Por supuesto, defenderé mis convicciones en la medida de lo posible, en buena lid, pero no se las impondré a nadie, aunque pueda. Creo en el libre albedrío y en que cada cual debe responder por sus actos, no por los ajenos. Mi ideal es el convencimiento o siquiera lograr en alguna medida que la sociedad se pare a reflexionar y se replantee su postura frente al aborto, en vez de banalizarlo o asumirlo, a hechos consumados, como un derecho absoluto, tal y como pretenden algunos.
Las mujeres que abortan no constituyen un colectivo o, peor, un conciliábulo, como tampoco lo constituyen los hombres que devienen en agresores de sus exparejas. Cada mujer y cada caso es diferente, único. No hay un perfil tipo ni un mal estructural que las determine. La decisión de cada cual obedece a circunstancias que, aun pudiendo ser similares entre sí, siempre serán particulares. Es más, unas mujeres abortan muy convencidas, otras no tanto, querido Carlos Alsina. No des por supuesto lo que desconoces. Que uno tiene la sensación al escucharte de que también hablas de oídas, con idéntica solemnidad y torpeza que a quien descalificas.
«En Vox usan el antiabortismo como diferenciación frente a su más directo competidor, el PP»
El caso es que, a cuenta de esta polémica, a demasiados se les está viendo el pelo de la dehesa. Unos por pretender defender una causa, a mi parecer, loable, como es salvaguardar la vida de los más indefensos, sin estudiarla ni trabajarla como debieran. Tal vez crean que es suficiente con levantar tan noble bandera para triunfar en el campo de batalla de las ideas y los principios. Desgraciadamente, la política pese a todo es bastante más exigente. No bastan las buenas intenciones. Hace falta mucho trabajo. Así, más allá de marcar el territorio, tal defensa se percibe como una chapuza, salvo, claro está, para los incondicionales. Otros, los que reaccionan a la contra, porque hiperventilan y sobreactúan hasta la náusea. Y otros porque, ante un asunto espinoso, opinan ora así, ora asá en función de las encuestas. Lo cual es poco edificante. Ahí está el recurso del Partido Popular contra la ley del aborto de Rodríguez Zapatero, en el Tribunal Constitucional, durmiendo el sueño de los justos… después de haber gobernado con mayoría absoluta. Y es que lo que en su día les pareció una buena idea para fidelizar votos, después dejó de parecérselo.

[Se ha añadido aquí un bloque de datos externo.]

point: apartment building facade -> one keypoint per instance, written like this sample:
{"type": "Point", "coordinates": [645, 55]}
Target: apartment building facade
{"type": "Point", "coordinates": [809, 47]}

Con todo, tengo la incómoda sensación de que, en general, aquí principios, pocos. Que esto va del vótame a mí acostumbrado. La recurrente taquicardia electoral. Así, en Vox, usan el antiabortismo como diferenciación frente a su más directo competidor, el Partido Popular. Los socialistas e izquierdistas radicales aprovechan para distraer sus felonías con una alerta antifascista y rematan su oportunismo prometiendo llevar el «derecho al aborto» hasta sus últimas consecuencias. Mientras que en el PP contraponen su proverbial moderación y esa generosidad tan suya que les empuja a perdonar la vida a unos y otros, pero no a los nonatos, porque esos, más allá del latido de sus diminutos corazones, no tienen voz y no pueden organizarse para influir en el voto.
Entretanto la comedia electoral se consuma, el drama del invierno demográfico sigue su curso, con una sociedad española que aborta a un ser humano por cada cinco que nacen. Una proporción que dice mucho de nosotros, y no precisamente bueno. Y que trae muy malos augurios.